Here is something from a story I am working on that may be of interest to readers of this column. In the middle of the 19th Century, three young bachelors of Washington, Arkansas breakfasted sumptuously together every Sunday before church. They were the twins, store-owners Tom and Lum Williams, age 30 and Dr. Elias Hart, age 27, who had recently established his four-room clinic next to Williams store. Lum served up plump corn cakes and salt pork from the potbelly stove situated in the middle of the hardware section. On this windy and rainy Easter morning, the heat from the stove was most welcome.
“Y’all planning on church this morning?” Tom asked and then went on before the others could answer, “I don’t think I’m going to make it in this storm. I would like to stay warm and dry this morning. Besides, The Reverend is preaching a series on the Second Coming and I find it very speculative. There is nothing definite in those sermons. I need edification this morning, not speculation.”
“But brother,” Lum jokingly put in, “You don’t want to waste that rare bath you took last night. I know you put on clean clothes, too, all the way down, for I saw you.”
Tom grinned good-naturedly and replied, “I’ll just have a sanitary Sabbath here at the store on my own, thank you. I have been pondering a passage of scripture I need to spend some prayerful time seeking the Lord’s counsel on.” The brothers shared a two-room apartment in the back of the store, while Elias made his home next door at the clinic.
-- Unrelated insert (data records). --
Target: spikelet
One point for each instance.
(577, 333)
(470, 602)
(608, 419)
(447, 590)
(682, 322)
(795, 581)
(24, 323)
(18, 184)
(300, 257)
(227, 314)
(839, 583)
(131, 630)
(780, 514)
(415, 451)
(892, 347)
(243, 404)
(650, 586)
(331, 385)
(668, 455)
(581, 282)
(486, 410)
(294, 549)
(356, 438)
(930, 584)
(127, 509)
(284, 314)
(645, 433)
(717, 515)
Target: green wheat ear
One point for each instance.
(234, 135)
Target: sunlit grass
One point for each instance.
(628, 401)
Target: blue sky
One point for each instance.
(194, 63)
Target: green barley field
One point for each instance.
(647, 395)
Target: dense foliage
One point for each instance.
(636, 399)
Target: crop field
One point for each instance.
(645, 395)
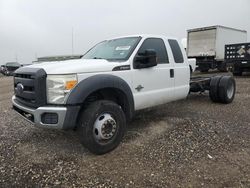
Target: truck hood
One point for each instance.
(76, 66)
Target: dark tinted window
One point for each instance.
(176, 50)
(157, 45)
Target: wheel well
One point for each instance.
(111, 94)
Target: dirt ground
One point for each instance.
(189, 143)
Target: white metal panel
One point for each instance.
(201, 43)
(228, 36)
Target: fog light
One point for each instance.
(49, 118)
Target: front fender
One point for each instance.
(94, 83)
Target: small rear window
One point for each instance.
(176, 50)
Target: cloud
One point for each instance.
(42, 27)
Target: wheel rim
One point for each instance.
(230, 90)
(105, 127)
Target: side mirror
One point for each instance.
(145, 60)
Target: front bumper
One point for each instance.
(65, 116)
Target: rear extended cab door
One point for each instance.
(181, 69)
(155, 85)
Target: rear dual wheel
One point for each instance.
(222, 89)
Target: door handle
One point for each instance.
(171, 73)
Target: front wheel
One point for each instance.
(102, 126)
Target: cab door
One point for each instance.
(155, 85)
(181, 70)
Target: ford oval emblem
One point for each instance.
(19, 88)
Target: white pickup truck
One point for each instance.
(99, 93)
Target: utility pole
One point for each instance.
(16, 58)
(72, 41)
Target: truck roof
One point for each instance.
(214, 27)
(144, 36)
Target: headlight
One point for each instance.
(59, 86)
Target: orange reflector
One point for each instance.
(70, 84)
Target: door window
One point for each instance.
(158, 45)
(176, 50)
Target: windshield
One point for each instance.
(117, 49)
(13, 64)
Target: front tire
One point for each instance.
(102, 126)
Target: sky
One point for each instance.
(36, 28)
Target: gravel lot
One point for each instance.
(189, 143)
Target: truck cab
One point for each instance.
(100, 92)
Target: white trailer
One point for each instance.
(207, 45)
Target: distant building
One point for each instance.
(57, 58)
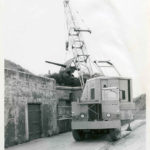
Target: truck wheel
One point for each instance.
(78, 135)
(115, 134)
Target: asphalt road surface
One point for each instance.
(135, 141)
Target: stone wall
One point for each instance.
(21, 89)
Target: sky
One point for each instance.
(35, 31)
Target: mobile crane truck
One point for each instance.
(106, 101)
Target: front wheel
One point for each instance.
(78, 135)
(115, 134)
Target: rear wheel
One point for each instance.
(78, 135)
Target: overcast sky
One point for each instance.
(35, 31)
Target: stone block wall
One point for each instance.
(21, 89)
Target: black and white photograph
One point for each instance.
(75, 74)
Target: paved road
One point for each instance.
(134, 141)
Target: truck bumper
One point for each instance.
(96, 124)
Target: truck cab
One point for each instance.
(105, 103)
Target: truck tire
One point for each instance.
(115, 134)
(78, 135)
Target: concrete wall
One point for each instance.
(21, 89)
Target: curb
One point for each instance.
(134, 125)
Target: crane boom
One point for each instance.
(77, 45)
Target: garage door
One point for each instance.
(34, 115)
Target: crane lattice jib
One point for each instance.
(76, 44)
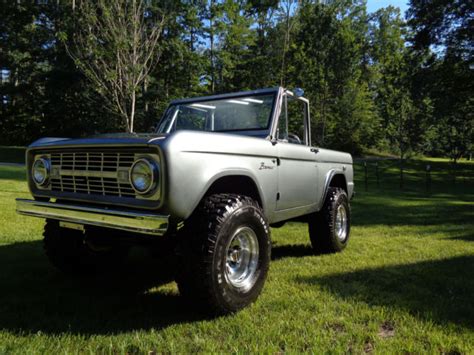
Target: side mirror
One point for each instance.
(299, 92)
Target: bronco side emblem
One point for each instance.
(263, 166)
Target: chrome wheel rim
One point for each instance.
(341, 223)
(242, 259)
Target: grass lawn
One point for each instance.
(404, 284)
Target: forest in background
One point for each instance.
(400, 83)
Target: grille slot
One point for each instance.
(92, 173)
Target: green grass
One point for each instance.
(12, 154)
(404, 284)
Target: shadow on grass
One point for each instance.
(36, 297)
(438, 290)
(412, 209)
(291, 251)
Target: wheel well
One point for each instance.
(237, 184)
(339, 180)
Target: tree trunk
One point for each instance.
(401, 172)
(132, 111)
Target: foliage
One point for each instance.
(115, 46)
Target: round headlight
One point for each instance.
(144, 176)
(41, 169)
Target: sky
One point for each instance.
(374, 5)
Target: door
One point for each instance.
(297, 170)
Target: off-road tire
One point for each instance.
(203, 247)
(69, 252)
(322, 225)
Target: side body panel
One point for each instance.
(195, 160)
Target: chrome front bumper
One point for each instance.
(130, 221)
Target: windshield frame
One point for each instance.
(261, 132)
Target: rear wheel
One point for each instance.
(329, 229)
(224, 251)
(76, 252)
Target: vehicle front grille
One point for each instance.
(92, 173)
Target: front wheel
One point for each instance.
(329, 228)
(224, 251)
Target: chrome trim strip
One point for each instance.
(130, 221)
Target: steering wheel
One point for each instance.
(293, 138)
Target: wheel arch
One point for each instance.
(234, 182)
(334, 178)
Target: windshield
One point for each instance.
(221, 115)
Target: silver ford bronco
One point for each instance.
(216, 174)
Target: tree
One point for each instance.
(441, 40)
(115, 46)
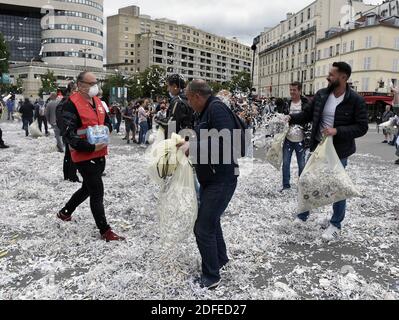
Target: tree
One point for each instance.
(153, 82)
(49, 83)
(121, 81)
(4, 55)
(218, 86)
(241, 83)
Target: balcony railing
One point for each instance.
(290, 39)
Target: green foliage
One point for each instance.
(49, 83)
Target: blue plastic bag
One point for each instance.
(98, 135)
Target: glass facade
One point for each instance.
(22, 33)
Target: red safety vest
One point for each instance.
(89, 118)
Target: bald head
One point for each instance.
(199, 87)
(198, 92)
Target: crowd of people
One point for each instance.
(336, 111)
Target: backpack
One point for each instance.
(42, 111)
(59, 117)
(245, 134)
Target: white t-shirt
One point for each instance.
(295, 134)
(328, 117)
(105, 106)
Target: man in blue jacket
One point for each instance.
(217, 173)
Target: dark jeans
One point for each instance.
(118, 124)
(288, 150)
(1, 138)
(26, 122)
(92, 187)
(69, 168)
(214, 199)
(130, 127)
(338, 207)
(143, 131)
(41, 121)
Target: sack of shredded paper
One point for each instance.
(178, 204)
(162, 158)
(274, 154)
(324, 180)
(98, 134)
(34, 130)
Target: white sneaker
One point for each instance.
(299, 222)
(324, 222)
(331, 234)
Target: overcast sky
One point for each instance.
(241, 18)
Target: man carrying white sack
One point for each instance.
(339, 112)
(217, 172)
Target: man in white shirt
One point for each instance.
(341, 113)
(295, 137)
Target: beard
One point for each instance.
(332, 85)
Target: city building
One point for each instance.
(135, 42)
(63, 36)
(287, 52)
(371, 47)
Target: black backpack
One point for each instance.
(245, 134)
(59, 116)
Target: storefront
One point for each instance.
(376, 103)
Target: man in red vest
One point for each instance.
(82, 110)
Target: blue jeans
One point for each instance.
(26, 122)
(215, 198)
(143, 131)
(338, 207)
(288, 149)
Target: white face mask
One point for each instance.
(93, 91)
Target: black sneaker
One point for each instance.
(206, 284)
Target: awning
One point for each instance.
(374, 99)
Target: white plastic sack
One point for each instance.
(34, 130)
(324, 180)
(274, 154)
(178, 204)
(162, 158)
(389, 124)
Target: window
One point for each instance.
(395, 65)
(325, 55)
(365, 84)
(369, 40)
(352, 45)
(367, 63)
Many people in town felt that Tom had missed a call to the pulpit, but he believed everyone, not just preachers, should be interested in understanding scripture.
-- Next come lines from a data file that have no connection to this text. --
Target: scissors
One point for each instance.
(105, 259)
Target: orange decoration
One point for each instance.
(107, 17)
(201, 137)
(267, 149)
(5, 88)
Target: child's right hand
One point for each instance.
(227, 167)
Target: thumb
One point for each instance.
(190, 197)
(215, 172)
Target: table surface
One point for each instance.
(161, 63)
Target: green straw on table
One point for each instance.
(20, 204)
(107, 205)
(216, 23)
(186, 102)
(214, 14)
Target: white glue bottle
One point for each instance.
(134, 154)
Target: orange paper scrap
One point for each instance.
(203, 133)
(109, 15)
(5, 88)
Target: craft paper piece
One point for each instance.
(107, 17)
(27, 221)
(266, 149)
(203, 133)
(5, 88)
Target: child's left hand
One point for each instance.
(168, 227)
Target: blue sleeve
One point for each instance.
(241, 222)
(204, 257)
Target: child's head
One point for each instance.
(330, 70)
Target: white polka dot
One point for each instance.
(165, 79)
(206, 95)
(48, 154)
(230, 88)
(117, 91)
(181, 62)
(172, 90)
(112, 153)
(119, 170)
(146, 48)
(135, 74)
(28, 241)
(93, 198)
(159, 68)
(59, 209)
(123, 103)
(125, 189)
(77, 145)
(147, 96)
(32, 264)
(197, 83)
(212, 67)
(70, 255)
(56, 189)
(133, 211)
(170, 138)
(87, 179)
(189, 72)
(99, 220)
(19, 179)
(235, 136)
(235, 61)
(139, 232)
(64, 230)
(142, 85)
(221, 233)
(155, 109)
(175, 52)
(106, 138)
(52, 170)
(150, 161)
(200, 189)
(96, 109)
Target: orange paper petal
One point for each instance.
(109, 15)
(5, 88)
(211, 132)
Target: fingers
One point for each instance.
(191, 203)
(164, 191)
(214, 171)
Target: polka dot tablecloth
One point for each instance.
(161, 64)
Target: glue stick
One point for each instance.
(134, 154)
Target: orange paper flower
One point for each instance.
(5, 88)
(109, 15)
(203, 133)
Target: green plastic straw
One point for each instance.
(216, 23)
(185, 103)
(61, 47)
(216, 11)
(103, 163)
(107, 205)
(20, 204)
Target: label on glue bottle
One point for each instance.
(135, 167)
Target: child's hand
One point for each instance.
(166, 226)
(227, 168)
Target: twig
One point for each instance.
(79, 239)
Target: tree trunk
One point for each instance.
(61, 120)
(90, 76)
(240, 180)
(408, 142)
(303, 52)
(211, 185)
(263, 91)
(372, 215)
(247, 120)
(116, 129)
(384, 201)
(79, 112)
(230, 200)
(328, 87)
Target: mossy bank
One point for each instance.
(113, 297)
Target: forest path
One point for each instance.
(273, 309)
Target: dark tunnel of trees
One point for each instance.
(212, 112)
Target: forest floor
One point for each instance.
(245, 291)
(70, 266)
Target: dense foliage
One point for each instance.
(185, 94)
Dr. Hart took a sip of coffee and found it satisfactory before he said, “Tom, are you still worried about that Bethlehem water episode from II Samuel 23?”
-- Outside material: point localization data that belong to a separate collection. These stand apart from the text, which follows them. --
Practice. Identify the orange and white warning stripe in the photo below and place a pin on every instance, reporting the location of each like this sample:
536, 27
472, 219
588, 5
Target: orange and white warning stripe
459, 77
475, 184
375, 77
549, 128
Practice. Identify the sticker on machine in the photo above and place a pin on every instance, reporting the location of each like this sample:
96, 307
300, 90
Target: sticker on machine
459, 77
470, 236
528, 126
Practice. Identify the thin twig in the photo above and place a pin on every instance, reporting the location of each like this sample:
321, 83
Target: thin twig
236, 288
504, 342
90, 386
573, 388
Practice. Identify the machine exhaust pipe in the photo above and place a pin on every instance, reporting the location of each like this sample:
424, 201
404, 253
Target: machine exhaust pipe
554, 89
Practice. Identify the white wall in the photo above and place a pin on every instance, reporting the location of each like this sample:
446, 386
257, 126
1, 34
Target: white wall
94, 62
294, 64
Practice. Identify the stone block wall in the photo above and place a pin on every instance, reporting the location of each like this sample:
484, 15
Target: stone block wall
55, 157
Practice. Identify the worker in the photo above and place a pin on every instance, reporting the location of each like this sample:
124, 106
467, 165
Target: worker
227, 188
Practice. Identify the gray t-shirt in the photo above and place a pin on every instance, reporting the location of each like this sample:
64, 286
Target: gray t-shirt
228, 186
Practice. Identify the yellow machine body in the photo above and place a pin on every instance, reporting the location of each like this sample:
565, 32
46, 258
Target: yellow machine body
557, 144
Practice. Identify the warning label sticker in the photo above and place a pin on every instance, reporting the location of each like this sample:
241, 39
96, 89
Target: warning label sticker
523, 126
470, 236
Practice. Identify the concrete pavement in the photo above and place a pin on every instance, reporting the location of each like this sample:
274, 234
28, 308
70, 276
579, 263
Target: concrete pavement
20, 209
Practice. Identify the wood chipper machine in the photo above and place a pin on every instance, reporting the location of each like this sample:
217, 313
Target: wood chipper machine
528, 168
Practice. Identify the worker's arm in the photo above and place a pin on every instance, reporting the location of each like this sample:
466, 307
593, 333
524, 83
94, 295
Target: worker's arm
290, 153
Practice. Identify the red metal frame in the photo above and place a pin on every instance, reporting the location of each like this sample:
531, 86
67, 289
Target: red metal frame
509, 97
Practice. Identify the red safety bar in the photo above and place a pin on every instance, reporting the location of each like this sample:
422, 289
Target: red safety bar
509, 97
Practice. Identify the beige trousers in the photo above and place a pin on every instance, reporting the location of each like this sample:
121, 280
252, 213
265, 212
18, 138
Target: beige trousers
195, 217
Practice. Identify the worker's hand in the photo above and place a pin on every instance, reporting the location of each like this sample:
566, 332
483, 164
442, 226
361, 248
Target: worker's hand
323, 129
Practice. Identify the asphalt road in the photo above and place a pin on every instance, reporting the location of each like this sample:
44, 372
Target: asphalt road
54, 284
“No, not worried, Doc. I am more concerned than worried. I do not understand it is all. Why did King David consider the water from his own home town of Bethlehem, water that he requested, as poison to be poured out on the ground?”
Lum chewed on a piece of dry salt meat as he said ponderously, “Brother, listen. The scripture is very clear. There is nothing puzzling there. David, having been in an exhausting fight, longed for water from his own city. Isn’t that how we feel about the taste of Washington water when we go to Fulton for supplies? That water down there tastes sulfuric, as if it bubbles up from Hades itself. All David wanted was water that tasted right, like our water tastes to us.”
“Why did he pour it out, then?”
“Because those mighty men had risked their very lives to fetch it. He honored them by pouring it out,” Lum explained.
“He should have drunk it. We eat and drink the Lord’s Supper, don’t we?”
“That is a very good point, brother,” said Lum, “but I find no typology in the passage.” And so the story goes.